Falar dele entre os argentinos e o resto do mundo é quase um esporte, tanto para alça-lo ao mais alto da estratosfera ou para joga-lo na maior churrasqueira dos infernos. Um Diego com tantos pecados quanto seus milhares de xarás espalhados pelo mundo. E que pagou por isso, por ser humano, mesmo no mais alto dos céus. 

22 de junho de 1986. Havia muita mágoa e muita dor nos olhos de todos que assistiam esta partida. Era muito mais que uma partida. Emoções que não nasceram pelo futebol, nasceram em um lugar muito mais terrível e hostil. Para os argentinos não restava outra a não ser responder dentro de um campo de jogo. Se a Argentina perder, a humilhação vai ser ainda maior, mais dolorosa, mais intolerável. Assim estão alinhados a cada lado do gramado onze homens num jogo de honra. 

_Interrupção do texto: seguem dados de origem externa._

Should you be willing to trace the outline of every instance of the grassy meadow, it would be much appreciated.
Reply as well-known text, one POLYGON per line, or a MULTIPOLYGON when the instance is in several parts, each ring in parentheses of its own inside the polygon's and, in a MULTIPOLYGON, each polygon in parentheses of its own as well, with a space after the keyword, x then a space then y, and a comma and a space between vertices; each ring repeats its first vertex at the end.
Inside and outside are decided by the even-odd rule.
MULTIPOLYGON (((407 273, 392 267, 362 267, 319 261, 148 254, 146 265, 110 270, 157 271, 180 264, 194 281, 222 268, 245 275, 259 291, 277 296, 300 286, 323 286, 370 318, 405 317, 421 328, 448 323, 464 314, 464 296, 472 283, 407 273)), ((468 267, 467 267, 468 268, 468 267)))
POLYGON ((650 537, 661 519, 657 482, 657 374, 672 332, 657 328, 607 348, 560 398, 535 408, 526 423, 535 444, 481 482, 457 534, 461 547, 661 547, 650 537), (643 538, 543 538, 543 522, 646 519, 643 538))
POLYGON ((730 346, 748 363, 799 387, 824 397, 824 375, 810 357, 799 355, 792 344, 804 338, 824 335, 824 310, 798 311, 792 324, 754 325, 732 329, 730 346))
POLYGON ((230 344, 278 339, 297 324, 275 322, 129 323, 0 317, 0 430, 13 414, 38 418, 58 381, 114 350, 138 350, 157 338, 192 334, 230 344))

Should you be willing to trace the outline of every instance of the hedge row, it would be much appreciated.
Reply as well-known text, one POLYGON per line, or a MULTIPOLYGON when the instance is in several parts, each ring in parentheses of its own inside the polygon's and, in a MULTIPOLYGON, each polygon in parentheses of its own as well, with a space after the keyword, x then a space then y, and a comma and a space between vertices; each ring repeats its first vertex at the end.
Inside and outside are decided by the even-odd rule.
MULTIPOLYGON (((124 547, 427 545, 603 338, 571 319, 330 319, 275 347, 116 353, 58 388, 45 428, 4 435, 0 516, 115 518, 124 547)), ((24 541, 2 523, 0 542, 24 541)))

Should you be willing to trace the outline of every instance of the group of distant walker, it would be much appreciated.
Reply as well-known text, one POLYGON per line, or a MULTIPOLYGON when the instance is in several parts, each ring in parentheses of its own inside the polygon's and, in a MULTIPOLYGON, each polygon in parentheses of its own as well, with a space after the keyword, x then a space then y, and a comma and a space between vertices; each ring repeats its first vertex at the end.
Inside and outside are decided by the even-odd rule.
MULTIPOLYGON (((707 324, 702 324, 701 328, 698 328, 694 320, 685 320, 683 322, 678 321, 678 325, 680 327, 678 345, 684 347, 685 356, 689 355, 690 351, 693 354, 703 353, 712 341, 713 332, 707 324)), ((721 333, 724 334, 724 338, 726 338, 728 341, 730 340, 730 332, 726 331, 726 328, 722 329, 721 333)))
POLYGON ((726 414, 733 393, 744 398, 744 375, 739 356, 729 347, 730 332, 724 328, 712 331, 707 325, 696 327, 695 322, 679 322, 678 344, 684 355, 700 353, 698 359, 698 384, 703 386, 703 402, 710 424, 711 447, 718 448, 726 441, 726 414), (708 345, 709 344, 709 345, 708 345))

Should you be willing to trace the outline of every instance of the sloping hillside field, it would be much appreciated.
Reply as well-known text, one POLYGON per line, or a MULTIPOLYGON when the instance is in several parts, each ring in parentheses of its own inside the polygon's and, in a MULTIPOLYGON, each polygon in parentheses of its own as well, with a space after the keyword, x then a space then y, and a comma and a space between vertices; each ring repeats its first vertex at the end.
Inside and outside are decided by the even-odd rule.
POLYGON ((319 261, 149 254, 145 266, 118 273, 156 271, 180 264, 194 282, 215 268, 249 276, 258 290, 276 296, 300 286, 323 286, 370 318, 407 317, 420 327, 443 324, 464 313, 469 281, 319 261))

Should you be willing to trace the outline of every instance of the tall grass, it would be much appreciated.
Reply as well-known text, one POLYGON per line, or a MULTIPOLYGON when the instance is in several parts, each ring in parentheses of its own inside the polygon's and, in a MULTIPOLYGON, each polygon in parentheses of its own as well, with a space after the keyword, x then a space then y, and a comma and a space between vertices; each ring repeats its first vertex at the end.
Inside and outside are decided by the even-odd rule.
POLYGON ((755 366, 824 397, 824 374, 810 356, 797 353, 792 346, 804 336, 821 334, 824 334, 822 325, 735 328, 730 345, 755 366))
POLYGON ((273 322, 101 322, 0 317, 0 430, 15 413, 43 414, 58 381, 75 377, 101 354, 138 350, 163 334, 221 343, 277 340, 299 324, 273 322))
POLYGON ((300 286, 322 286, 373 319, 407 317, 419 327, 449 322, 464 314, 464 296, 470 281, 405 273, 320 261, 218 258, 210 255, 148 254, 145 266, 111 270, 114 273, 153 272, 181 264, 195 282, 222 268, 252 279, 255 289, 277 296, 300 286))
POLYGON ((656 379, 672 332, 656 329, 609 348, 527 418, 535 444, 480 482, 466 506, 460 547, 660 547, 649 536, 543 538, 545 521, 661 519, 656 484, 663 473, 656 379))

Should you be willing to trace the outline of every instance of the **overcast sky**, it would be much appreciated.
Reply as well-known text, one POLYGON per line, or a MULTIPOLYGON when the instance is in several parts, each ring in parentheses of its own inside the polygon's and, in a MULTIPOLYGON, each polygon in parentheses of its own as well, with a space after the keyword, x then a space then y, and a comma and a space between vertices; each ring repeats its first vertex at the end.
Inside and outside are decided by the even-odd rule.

É futebol, mas é muito mais que futebol, porque quatro anos é muito pouco tempo para que te cicatrize a dor e te acalme a raiva. E com todo esse enredo de tragédia, um pequeno grande homem sobe para sempre aos céus albicelestes. Porque se banca na frente dos contrários e os humilha. Os rouba. Na frente dos seus olhos, os rouba. Dá um pequeno troco a um roubo muito maior e ultrajante. Mesmo que nada mude, lá estão os ingleses, em cada casa, em cada pub, morrendo de raiva do pequeno infrator que ainda olha com o canto dos olhos para o árbitro que sinaliza o meio de campo. 


Já parece suficiente, porque roubastes algo de quem te roubou primeiro, mesmo que o que ele tenha te roubado te doa infinitamente mais, mas você sabe que isso dói nele também. E ele não dá a vingança como completa, arranca pela direita o pequeno homem de azul, vai liquidando um a um, dançando uma música que eles nunca vão aprender os passos. Ele segue adiante, deixa um país todo esparramado no chão, e a bola entra nas redes dos céus para toda a eternidade.

O roubo era pequeno, comparado ao deles. O pequeno menino de Villa Fiorito se transformava em gigante, conquistando o mundo. O melhor amigo da bola, àquela que jamais ousou maltratar. Nessa tarde, sussurrou em seu ouvido que a acompanhasse, pois iria mostrar a todo mundo o quanto a queria. E assim, ele transformou seus rivais em estátuas de cimento. 

Assim, que o deixemos em paz. Negro ou branco, nunca cinza, expressão utilizada por El Diez. Obrigado pelo futebol, por Maradona, por essas lágrimas, por esse Argentina dois, Inglaterra zero. 

Inspirado e adaptado ao conto Me Van a Tener Que Disculpar, de Eduardo Sacheri.